As the director of The Age Small Homes Service from 1954 to 1960, Clerehan’s influence spread.
He took over from the founding director Robin Boyd. Another big name in Melbourne architecture, Daryl Jackson, succeeded him.
The Age Small Homes Service provided documents and drawings for people who couldn’t afford an architect. “It changed a lot of our newer outer suburbs such as Nunawading, Box Hill South and East Bentleigh,” Clerehan says.
He maintains he does not have a “favourite style” of architecture. “I do my variation of contemporary, which means you do what’s right at the time for the site.”
Philip Goad believes that Clerehan has done more for architecture than simply design a collection of suburban houses and prize-winning buildings.
“His contribution in terms of his writing is extraordinary,” Goad says.
“His columns in The Age as director of the Small Homes Services – and more recently in The Melbourne Weekly – were widely read.
“It sounds strange but his obituaries capture the personality and currency of architects’ lives. Neil has a great handle on understanding Melbourne’s societal connections and how those connections work in architecture,” Goad says.

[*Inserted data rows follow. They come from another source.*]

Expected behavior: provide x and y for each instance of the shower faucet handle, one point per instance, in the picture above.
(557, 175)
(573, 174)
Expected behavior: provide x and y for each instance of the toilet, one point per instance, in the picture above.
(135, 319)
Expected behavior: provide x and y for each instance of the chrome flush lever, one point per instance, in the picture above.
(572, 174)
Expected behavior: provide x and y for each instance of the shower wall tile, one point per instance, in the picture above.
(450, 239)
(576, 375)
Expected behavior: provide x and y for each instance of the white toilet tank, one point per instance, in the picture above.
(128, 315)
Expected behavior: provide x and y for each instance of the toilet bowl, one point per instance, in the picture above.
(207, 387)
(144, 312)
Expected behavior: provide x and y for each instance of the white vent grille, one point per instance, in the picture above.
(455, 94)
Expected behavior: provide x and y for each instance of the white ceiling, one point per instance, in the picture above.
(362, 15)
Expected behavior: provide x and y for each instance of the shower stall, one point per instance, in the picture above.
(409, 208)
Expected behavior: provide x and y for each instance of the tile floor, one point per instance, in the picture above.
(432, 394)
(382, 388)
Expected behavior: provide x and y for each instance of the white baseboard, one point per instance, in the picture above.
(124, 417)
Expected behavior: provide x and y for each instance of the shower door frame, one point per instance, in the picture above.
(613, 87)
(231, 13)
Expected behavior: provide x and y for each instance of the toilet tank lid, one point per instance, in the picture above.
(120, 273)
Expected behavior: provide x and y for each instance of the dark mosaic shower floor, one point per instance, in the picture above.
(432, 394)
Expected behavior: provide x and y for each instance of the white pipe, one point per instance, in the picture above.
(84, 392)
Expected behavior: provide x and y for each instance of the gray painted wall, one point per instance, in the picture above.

“At 88 he remains a great enthusiast for architects and his profession.”
Clerehan on:
What makes a good architect
An interest in living patterns, construction and planning; an interest in people; being able to interpret their stated and unstated requirements to get a mutually satisfactory result.
Favourite Melbourne building
The New Treasury Building at the top of Collins Street (incorrectly called the Old Treasury Building). A beautiful Italianate 19th-century building designed by a 23-year-old (J.J. Clarke) with a very clever 20th-century addition.
Undiscovered city gem
The McPherson building at 546 Collins Street. For 50 years nobody was interested in buildings below William Street. Built in 1935 in the Moderne style as a warehouse, office and storeroom for hardware merchant Sir William McPherson. The four-storey building, which originally had a tennis court on its flat roof, is classified by the National Trust.